L'autre raison de cette peur de révéler ce que nous pensons est que nous en sentons intuitivement la fragilité conceptuelle. Alors effectivement nous savons que nous serons bien en peine de le justifier par des arguments qui tiennent la route. Décidément la question interro-négative est vraiment une catastrophe pour la pensée.
Si quelqu'un vous pose cette question rappelez-vous bien de lui demander pourquoi il avance cette affirmation dans sa question, pourquoi il pense cela. Il n'y reviendra pas à deux fois et vous monterez d’un cran le degré d'authenticité de la discussion. Qui plus est ce type de question est de nature à provoquer une dissonance cognitive : l'esprit ne sait pas faire deux choses à la fois et il a bien raison. Il ne peut pas en même temps recevoir une affirmation et répondre à une question. Imaginez que quelqu'un dans la rue vous arrête et vous demande : "ne pensez-vous pas que pour aller au métro Place de Clichy il faut prendre tout droit puis la deuxième à droite ? Vous vous demanderiez probablement pourquoi cette personne vous arrête si elle connait déjà la réponse.
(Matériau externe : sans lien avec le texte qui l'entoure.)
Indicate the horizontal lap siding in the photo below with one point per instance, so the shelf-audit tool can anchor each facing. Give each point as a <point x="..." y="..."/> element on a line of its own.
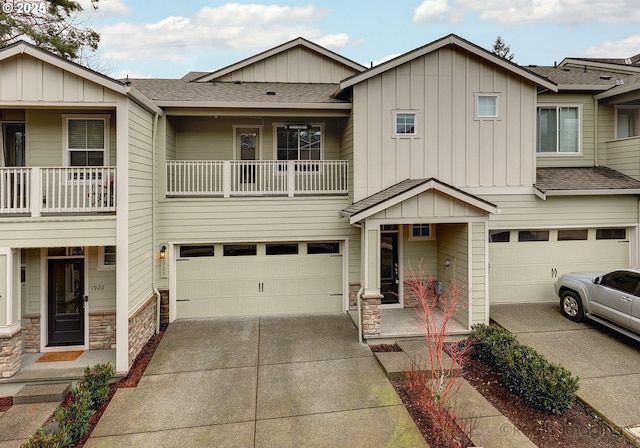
<point x="140" y="206"/>
<point x="528" y="211"/>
Alors je vous suggère de faire la même chose si quelqu'un vous fait cela en prétendant vous demander votre opinion sur un sujet.
Ce procédé est cependant fréquent et acceptable à l’écrit parce qu'il n'attend pas de réponse mais est une façon élégante pour l’auteur de donner son opinion tout en s’adressant à son lecteur. On retrouve souvent cette forme dans les essais, dans les ouvrages non-fictionnels qui proposent des thèses , il est une manière de solliciter l'approbation de son lecteur sans l'assommer par des affirmations qui pourraient paraître sentencieuses ou dogmatiques. Pur effet de style donc mais qui ne saurait être transposable dans un dialogue vivant.